Fuchs CS, et al. - Researchers aimed to assess the safety and effectiveness of pembrolizumab in a cohort of patients with previously treated gastric or gastroesophageal junction cancer. Findings suggested that a promising activity and manageable safety of pembrolizumab monotherapy was demonstrated in cases having advanced gastric or gastroesophageal junction cancer who received at least 2 lines of treatment previously. In patients with programmed cell death 1 ligand 1 (PD-L1)–positive and PD-L1–negative tumors, durable responses were noted.

Methods

• Authors enrolled 259 patients in 16 countries between March 2, 2015, and May 26, 2016 in the phase 2, global, open-label, single-arm, multicohort KEYNOTE-059 study.
• Patients received a median (range) follow-up of 5.8 (0.5-21.6) months.
• Pembrolizumab, 200 mg was given to the patients intravenously every 3 weeks untill disease progression, investigator or patient decided to withdraw, or the toxic effects became unacceptable.
• Objective response rate and safety were the primary end points.
• They assessed the objective response rate by central radiologic review per Response Evaluation Criteria in Solid Tumors, version 1.1, in all patients and those with programmed cell death 1 ligand 1 (PD-L1)–positive tumors.

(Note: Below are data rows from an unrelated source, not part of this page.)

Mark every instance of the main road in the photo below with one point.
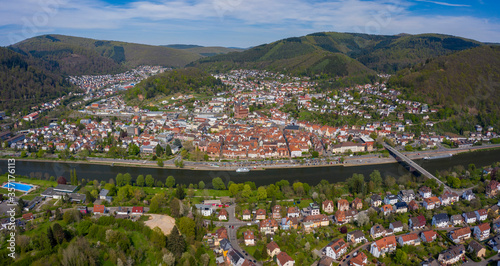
(232, 226)
(419, 168)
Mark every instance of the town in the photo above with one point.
(290, 224)
(229, 126)
(265, 120)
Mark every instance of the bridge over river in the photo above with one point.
(416, 167)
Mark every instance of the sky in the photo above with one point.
(243, 23)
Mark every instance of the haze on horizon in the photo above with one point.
(238, 23)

• Immunohistochemistry was used to assess the expression of PD-L1.
• Response duration was included in the secondary end points.

Results

• Out of 259 patients enrolled, most of the patients were male (198 [76.4%]) and white (200 [77.2%]); with 62 (24-89) years being the median (range) age.
• Results suggested the objective response rate to be 11.6% (95% CI, 8.0%-16.1%; 30 of 259 patients), with complete response in 2.3% (95% CI, 0.9%-5.0%; 6 of 259 patients).

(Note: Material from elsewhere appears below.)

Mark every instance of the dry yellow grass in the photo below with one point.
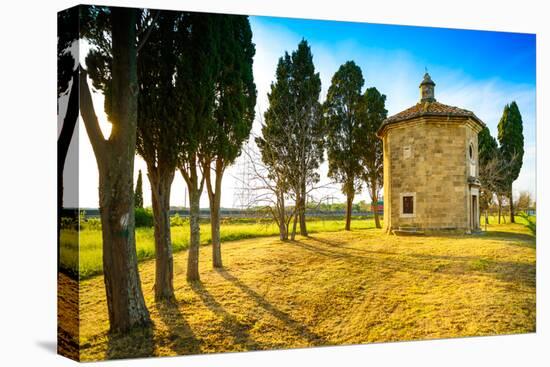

• As per the findings, median (range) response duration was noted to be 8.4 (1.6+ to 17.3+) months (+ indicates that patients had no progressive disease at their last assessment).

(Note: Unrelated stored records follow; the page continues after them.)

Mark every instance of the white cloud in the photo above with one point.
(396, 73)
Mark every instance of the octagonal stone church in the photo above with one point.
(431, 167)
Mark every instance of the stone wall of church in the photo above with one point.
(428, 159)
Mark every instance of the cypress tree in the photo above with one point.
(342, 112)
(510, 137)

• They noted the objective response rate and median (range) response duration to be 15.5% (95% CI, 10.1%-22.4%; 23 of 148 patients) and 16.3 (1.6+ to 17.3+) months and 6.4% (95% CI, 2.6%-12.8%; 7 of 109 patients) and 6.9 (2.4 to 7.0+) months in patients with PD-L1–positive and PD-L1–negative tumors, respectively.
• One or more grade 3 to 5 treatment-related adverse events were experienced by 46 patients (17.8%).
• Because of treatment-related adverse events, 2 patients (0.8%) discontinued the treatment and 2 deaths were considered to be related to the treatment.